Commenting Deloitte chief operating officer, Keith Skinner said: “After a long slog, confidence is back in fashion amongst Australian CFOs, the question is, will it be sustained and translate into increased business activity?”
“We are currently enjoying the highest level of optimism since early 2011. Even more encouraging is the fact that 38% of CFOs believe now is a good time to take more risk onto their balance sheets, the highest level in two years. This could be an early sign that the defensive strategies which have prevailed post the global financial crisis, could soon be replaced by more proactive growth strategies such as mergers and acquisitions (M&A).”
CFOs call for Tax reform
When asked about tax reform an overwhelming majority of CFOs (90%) said that it was an important or very important issue. According to the CFOs questioned, the specific areas of taxation that require reform are company tax (60%), GST (42%), superannuation (38%) state and territory (17%) and employment tax (21%).
Commenting on tax reform Deloitte Access Economics partner, Professor Ian Harper said: “With the current budget deficit and the economically challenging transition from the construction to the production phase of the mining boom, the chances of a corporate tax rate cut in this term of Government are minimal. However, there may be some opportunities for the Government to reduce red tape, regulation and compliance burden on business, which could have a positive but less direct impact on their balance sheets.”
Offshore interest in M&A could stimulate activity
According to Deloitte National Leader of Corporate Finance, James Riddell, “We are starting to see an uptick in M&A activity, a significant rise in companies looking to access the IPO market and the amount of inbound capital looking for acquisitions in Australia seems like it is at its highest level since the GFC. Areas where we are seeing the most activity include Chinese interest in the real estate sector, private sector trading of infrastructure assets and acceleration by Australian state governments assessing asset disposal opportunities.”
“This uptick led by offshore interest in M&A could be the jolt, corporate Australia has long needed. For too long post the GFC, corporate Australia has chosen to focus organically rather than on capital optimisation to drive growth; Accordingly, we think the biggest risk to corporate Australia is ‘missing the boat’. Pressure on C-suite executives from foreign competition and equity analysts is likely to increase and force a shift towards addressing capital optimisation or return the “war chests” of unutilised capital to shareholders if they miss their opportunities,” said Mr Riddell.

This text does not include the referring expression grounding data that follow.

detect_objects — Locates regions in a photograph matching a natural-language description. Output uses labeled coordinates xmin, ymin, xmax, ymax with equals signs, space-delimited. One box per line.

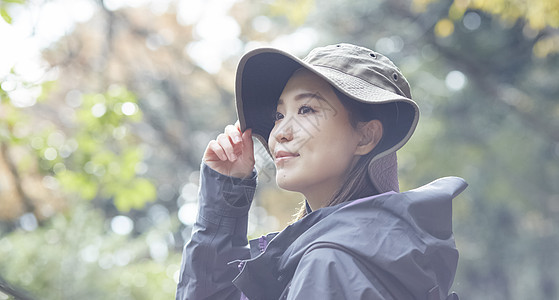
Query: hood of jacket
xmin=232 ymin=176 xmax=468 ymax=300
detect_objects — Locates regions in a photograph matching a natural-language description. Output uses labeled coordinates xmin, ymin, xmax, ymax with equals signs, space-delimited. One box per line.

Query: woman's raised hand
xmin=203 ymin=121 xmax=255 ymax=178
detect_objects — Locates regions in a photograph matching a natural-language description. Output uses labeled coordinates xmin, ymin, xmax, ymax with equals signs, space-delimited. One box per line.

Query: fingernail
xmin=233 ymin=136 xmax=242 ymax=143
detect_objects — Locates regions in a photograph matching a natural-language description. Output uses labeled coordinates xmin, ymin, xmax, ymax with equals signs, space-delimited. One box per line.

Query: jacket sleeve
xmin=286 ymin=247 xmax=395 ymax=300
xmin=175 ymin=163 xmax=256 ymax=300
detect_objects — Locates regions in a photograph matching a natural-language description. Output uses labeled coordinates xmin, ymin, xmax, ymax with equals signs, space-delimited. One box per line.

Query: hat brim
xmin=235 ymin=47 xmax=419 ymax=161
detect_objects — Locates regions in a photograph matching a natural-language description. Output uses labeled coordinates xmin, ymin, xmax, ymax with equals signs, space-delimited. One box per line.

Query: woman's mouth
xmin=274 ymin=151 xmax=300 ymax=163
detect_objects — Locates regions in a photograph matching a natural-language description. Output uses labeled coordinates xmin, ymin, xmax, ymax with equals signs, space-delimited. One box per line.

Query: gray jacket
xmin=176 ymin=163 xmax=467 ymax=300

Positioning for prosperity
Looking beyond the mining boom CFOs nominated gas as a major driver of economic growth in the next two decades, followed by agribusiness, tourism, higher education and construction as the top five sectors.
Professor Harper continued, “This closely aligns with Deloitte’s assessment in the recently released Building the Lucky Country #3: Positioning for prosperity? Catching the Next Wave. We also believe wealth management has high growth potential driven by an ageing Asian middle class. Collectively we expect the top five sectors we identified could even be as big as the mining boom. The challenge facing CFOs is how they can influence business strategy to be best positioned for the next waves of growth and prosperity.”